Aucun homme ni dieu de William Giraldi

Quand commence Aucun homme ni dieu, Russell Core reçoit une lettre de Medora Slone. Elle vit en Alaska et son fils de six ans vient d’être enlevé par des loups. Il est le troisième au village. Elle n’espère pas le retrouver vivant mais elle voudrait que Core, qui a vécu dans le parc du Yellowstone et écrit un livre sur les loups, parte à la recherche de son corps et le lui ramène. Et parce qu’il est seul, vieux et inutile, il part pour l’improbable Keelut, à la recherche d’un cadavre d’enfant.

Medora l’accueille chez elle, passe la nuit avec lui, mais au matin elle est partie. Et Core découvre le cadavre de l’enfant dans la petite cave de la maison : étranglé. Pour Core et pour Don Marium qui va mener l’enquête, ça ne fait aucun doute. Medora Slone a tué son fils avant de s’enfuir. Alors que Vernon Slone est sur le point de revenir d’une guerre dans un lointain désert après un an d’absence, les deux hommes cherchent à en savoir plus. Mais Keelut n’est pas un village comme les autres, c’est le bout du monde, presque la fin du monde, en tout cas la fin d’une certaine forme de civilisation et la porte ouverte sur le monde sauvage.
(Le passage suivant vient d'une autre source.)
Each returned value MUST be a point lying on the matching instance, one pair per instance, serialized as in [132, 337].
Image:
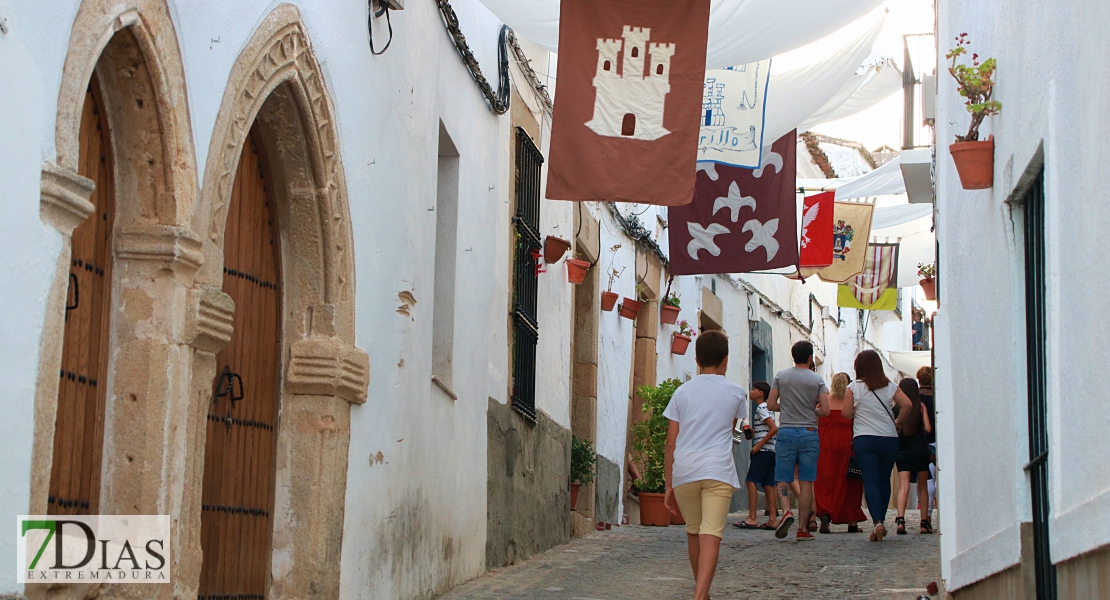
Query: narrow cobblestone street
[647, 562]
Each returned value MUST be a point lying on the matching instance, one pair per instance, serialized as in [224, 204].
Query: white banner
[734, 107]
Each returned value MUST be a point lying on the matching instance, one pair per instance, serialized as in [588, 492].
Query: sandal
[879, 532]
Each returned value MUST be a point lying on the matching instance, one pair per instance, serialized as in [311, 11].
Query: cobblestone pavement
[649, 562]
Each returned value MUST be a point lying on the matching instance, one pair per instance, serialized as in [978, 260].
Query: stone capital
[178, 248]
[328, 366]
[63, 197]
[209, 319]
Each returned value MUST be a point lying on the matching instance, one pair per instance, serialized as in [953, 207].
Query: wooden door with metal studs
[240, 448]
[79, 428]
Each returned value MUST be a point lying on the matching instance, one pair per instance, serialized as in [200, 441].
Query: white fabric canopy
[909, 362]
[881, 182]
[861, 92]
[740, 31]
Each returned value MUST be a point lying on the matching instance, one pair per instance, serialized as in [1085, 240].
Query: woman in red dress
[839, 497]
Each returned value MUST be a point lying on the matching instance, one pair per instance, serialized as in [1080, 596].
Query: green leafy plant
[976, 84]
[649, 436]
[684, 328]
[583, 461]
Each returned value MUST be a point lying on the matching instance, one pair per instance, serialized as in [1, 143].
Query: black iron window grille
[1036, 344]
[526, 274]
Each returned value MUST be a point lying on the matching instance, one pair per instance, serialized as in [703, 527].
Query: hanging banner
[888, 301]
[816, 239]
[743, 221]
[850, 230]
[880, 272]
[734, 108]
[625, 124]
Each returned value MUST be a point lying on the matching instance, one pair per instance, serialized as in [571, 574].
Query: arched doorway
[239, 456]
[79, 430]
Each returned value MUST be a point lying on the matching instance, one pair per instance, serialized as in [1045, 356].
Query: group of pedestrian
[829, 448]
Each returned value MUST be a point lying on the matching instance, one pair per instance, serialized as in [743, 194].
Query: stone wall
[528, 507]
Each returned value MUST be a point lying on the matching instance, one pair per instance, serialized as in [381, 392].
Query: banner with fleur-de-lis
[742, 220]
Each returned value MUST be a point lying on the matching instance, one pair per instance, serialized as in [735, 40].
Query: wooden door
[239, 454]
[79, 429]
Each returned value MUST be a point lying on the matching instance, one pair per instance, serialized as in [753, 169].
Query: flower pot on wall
[554, 248]
[576, 271]
[608, 301]
[668, 315]
[679, 343]
[975, 162]
[929, 286]
[652, 510]
[629, 308]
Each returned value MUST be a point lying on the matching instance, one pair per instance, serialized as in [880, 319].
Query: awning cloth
[884, 181]
[740, 31]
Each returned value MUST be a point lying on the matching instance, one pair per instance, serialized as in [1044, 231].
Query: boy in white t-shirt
[700, 470]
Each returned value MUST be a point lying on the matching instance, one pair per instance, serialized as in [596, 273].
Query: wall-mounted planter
[652, 510]
[576, 270]
[554, 248]
[608, 301]
[629, 308]
[679, 343]
[668, 315]
[929, 286]
[975, 162]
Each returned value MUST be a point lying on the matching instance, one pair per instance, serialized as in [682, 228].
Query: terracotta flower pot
[629, 308]
[975, 162]
[554, 248]
[652, 510]
[576, 271]
[608, 301]
[929, 286]
[668, 315]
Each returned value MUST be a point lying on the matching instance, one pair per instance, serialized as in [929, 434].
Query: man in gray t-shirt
[800, 397]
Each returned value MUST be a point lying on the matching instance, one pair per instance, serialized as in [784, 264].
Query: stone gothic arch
[276, 83]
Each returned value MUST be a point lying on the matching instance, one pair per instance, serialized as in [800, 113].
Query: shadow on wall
[528, 486]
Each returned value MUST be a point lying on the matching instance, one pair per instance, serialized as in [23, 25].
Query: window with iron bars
[526, 274]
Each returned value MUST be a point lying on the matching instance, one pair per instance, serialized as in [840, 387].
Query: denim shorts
[796, 446]
[762, 469]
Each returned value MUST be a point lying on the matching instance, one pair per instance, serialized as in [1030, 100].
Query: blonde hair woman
[838, 495]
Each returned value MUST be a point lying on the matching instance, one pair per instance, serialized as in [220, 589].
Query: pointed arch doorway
[236, 499]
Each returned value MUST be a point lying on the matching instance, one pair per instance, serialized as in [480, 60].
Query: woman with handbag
[914, 457]
[869, 402]
[839, 487]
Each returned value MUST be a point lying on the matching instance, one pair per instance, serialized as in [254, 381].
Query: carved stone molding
[63, 199]
[209, 319]
[329, 367]
[179, 247]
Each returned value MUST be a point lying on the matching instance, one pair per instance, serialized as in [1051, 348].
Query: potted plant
[554, 248]
[928, 283]
[576, 270]
[629, 308]
[583, 467]
[649, 445]
[975, 160]
[668, 308]
[682, 338]
[608, 298]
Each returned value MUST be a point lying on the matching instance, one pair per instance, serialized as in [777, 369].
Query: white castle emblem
[631, 104]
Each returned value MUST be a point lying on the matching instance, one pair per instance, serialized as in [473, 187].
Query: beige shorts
[705, 506]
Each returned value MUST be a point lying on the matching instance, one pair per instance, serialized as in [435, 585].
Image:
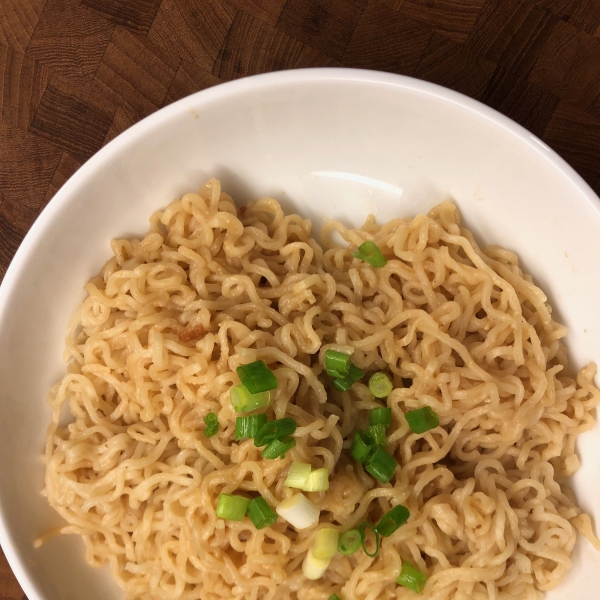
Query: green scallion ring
[380, 385]
[392, 520]
[370, 253]
[260, 513]
[278, 448]
[257, 377]
[337, 364]
[212, 424]
[247, 427]
[361, 530]
[422, 420]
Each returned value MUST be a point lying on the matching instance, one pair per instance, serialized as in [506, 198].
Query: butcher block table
[76, 73]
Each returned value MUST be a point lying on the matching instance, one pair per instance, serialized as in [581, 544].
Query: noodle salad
[255, 415]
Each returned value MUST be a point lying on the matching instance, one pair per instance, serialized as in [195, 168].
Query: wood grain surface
[76, 73]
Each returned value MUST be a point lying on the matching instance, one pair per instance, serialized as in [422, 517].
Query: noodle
[154, 348]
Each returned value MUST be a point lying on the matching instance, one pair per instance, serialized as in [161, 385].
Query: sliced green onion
[275, 430]
[345, 383]
[362, 445]
[212, 424]
[317, 481]
[392, 519]
[337, 364]
[381, 465]
[422, 420]
[370, 252]
[297, 475]
[243, 401]
[278, 448]
[349, 542]
[257, 377]
[361, 531]
[411, 578]
[247, 427]
[231, 507]
[381, 416]
[299, 511]
[380, 385]
[325, 545]
[260, 513]
[378, 434]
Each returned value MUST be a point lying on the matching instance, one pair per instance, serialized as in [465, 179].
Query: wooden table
[76, 73]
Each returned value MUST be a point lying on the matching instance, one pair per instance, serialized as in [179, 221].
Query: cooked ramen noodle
[154, 349]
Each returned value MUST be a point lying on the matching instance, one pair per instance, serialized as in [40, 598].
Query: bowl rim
[220, 92]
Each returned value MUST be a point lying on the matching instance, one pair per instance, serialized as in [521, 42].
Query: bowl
[328, 143]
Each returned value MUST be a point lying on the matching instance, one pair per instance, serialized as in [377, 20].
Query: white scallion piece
[325, 546]
[297, 475]
[299, 511]
[317, 481]
[314, 568]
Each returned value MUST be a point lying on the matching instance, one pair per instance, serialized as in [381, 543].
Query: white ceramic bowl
[326, 143]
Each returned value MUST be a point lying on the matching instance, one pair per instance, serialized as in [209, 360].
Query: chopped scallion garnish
[381, 416]
[361, 446]
[380, 385]
[317, 481]
[370, 252]
[278, 448]
[349, 542]
[392, 519]
[232, 507]
[325, 545]
[297, 475]
[344, 383]
[260, 513]
[257, 377]
[411, 578]
[378, 434]
[247, 427]
[422, 420]
[274, 430]
[299, 511]
[381, 465]
[337, 364]
[212, 424]
[243, 401]
[361, 529]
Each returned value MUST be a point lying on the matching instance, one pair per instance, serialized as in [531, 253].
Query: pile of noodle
[154, 348]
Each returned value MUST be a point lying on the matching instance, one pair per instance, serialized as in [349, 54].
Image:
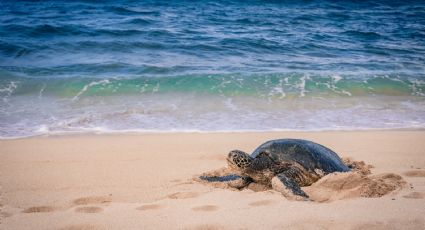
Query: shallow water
[121, 66]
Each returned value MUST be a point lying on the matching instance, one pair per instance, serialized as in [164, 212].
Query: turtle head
[239, 160]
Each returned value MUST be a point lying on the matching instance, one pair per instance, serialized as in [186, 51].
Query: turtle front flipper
[240, 183]
[287, 186]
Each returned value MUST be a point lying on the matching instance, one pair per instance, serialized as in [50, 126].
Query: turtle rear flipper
[288, 187]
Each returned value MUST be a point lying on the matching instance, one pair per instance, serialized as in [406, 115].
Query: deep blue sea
[207, 66]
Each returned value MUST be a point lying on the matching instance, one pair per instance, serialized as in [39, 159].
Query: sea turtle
[285, 165]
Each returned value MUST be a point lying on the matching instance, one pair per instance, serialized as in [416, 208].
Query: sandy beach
[146, 181]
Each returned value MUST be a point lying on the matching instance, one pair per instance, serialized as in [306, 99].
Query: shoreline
[156, 132]
[146, 181]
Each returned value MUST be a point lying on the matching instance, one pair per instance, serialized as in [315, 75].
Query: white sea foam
[8, 90]
[86, 87]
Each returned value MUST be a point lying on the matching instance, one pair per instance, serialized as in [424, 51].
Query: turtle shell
[310, 155]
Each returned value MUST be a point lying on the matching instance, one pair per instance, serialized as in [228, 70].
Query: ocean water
[208, 66]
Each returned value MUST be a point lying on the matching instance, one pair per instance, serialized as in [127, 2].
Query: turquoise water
[163, 66]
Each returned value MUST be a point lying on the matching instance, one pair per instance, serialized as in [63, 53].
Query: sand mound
[336, 186]
[358, 166]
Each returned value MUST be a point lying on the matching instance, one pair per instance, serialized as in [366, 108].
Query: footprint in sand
[261, 203]
[415, 173]
[149, 207]
[205, 208]
[5, 214]
[183, 195]
[415, 195]
[37, 209]
[93, 200]
[89, 209]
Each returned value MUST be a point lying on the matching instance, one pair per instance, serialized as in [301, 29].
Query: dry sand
[145, 181]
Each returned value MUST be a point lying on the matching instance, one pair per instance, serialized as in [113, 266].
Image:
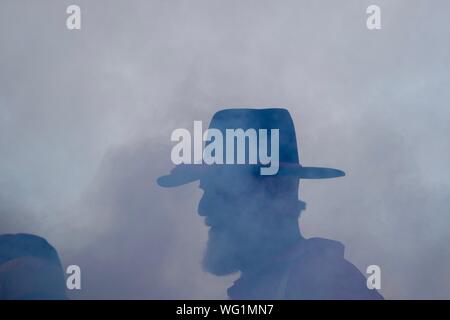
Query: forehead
[231, 177]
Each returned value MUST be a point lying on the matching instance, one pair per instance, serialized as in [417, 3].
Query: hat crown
[269, 118]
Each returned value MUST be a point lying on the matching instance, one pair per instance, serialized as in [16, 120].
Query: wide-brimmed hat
[271, 118]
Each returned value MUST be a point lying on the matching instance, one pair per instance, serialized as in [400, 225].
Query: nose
[203, 206]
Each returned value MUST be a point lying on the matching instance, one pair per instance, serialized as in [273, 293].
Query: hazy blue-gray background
[86, 117]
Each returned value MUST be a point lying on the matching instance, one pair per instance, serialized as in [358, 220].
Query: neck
[263, 257]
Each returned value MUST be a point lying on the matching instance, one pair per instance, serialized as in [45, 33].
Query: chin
[220, 257]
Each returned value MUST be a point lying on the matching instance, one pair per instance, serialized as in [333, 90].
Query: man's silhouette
[253, 221]
[30, 269]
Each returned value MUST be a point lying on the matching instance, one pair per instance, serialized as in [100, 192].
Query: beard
[222, 252]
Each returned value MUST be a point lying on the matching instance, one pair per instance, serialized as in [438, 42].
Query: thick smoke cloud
[85, 121]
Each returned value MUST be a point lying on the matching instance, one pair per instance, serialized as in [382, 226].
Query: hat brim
[183, 174]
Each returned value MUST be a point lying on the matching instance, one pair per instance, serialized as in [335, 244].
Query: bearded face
[239, 211]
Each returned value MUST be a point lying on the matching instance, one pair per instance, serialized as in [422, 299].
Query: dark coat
[312, 269]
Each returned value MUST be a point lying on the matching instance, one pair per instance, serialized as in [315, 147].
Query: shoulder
[321, 272]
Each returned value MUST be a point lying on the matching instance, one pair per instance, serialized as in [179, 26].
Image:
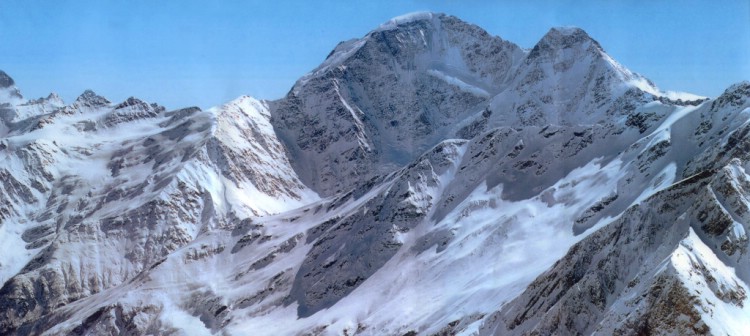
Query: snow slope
[425, 179]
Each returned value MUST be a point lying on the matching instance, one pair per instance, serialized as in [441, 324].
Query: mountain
[427, 178]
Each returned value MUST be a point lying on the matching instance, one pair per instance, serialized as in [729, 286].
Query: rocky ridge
[428, 178]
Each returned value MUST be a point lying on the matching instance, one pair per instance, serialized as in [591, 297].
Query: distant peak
[560, 38]
[132, 101]
[5, 80]
[409, 18]
[90, 98]
[566, 37]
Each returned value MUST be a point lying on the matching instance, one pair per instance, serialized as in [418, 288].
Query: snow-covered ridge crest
[467, 188]
[408, 18]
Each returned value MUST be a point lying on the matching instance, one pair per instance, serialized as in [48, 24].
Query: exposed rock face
[470, 187]
[378, 102]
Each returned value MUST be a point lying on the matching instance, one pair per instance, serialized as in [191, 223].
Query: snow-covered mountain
[428, 178]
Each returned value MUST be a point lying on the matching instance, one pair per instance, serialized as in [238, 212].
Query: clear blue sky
[204, 53]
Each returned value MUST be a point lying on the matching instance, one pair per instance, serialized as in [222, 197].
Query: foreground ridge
[428, 178]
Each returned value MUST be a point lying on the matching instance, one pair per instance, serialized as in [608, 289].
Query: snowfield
[425, 179]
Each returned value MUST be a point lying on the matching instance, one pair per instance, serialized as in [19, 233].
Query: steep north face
[428, 178]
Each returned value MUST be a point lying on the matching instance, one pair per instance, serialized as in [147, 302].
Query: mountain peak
[5, 80]
[409, 18]
[90, 98]
[562, 38]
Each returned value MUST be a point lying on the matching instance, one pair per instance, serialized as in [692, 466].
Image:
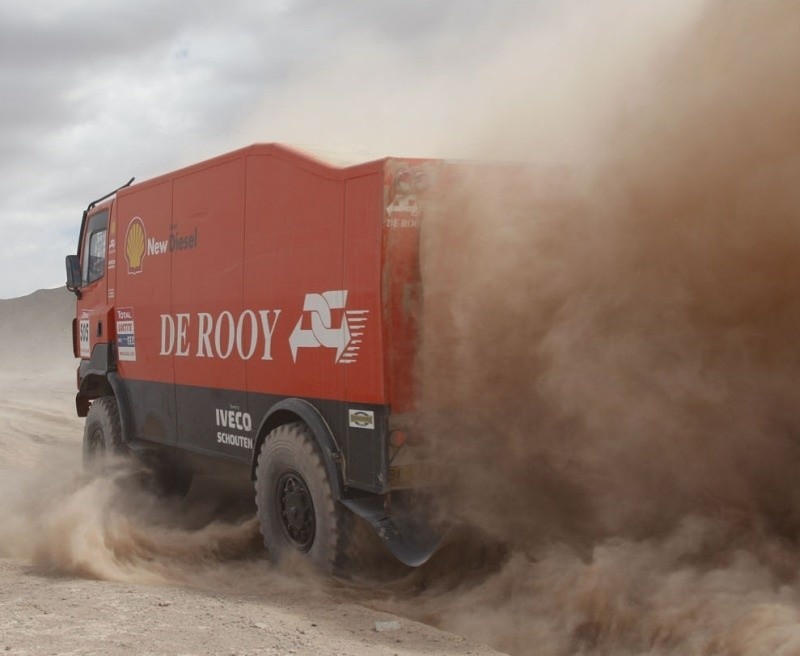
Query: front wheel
[296, 508]
[102, 434]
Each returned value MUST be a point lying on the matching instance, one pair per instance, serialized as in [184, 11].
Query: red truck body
[260, 287]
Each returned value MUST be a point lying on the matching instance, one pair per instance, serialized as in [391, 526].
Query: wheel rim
[296, 510]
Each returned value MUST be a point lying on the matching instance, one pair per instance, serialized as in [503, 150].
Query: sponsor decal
[361, 418]
[135, 240]
[346, 338]
[248, 334]
[233, 419]
[83, 335]
[403, 212]
[138, 244]
[126, 335]
[204, 335]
Russell Core, Don Marium et Vernon Slone : trois hommes qui se lancent à la poursuite d’une femme comme on traque un loup. Medora Slone est-elle un danger ou un révélateur ? Est-ce qu’au bout d’une traque se trouve toujours la proie coupable ou une forme de révélation ? Au sens aussi d’illumination individuelle.

C’est le propre du nature writing que de faire du lieu un personnage. Keelut, c’est le lieu où se mêlent animalité et humanité. Les habitants sont à l’image du climat : hostiles voire dangereux. Car qui n’est pas né à Keelut est un étranger contre lequel il faut s’unir. La nature façonne les êtres à son image, elle les enveloppe, les retient serrés dans ses bras de glace et de nuit. Ainsi Vernon Slone n’a pas eu besoin de la guerre pour devenir implacable ; elle ne l’a rendu que plus efficace.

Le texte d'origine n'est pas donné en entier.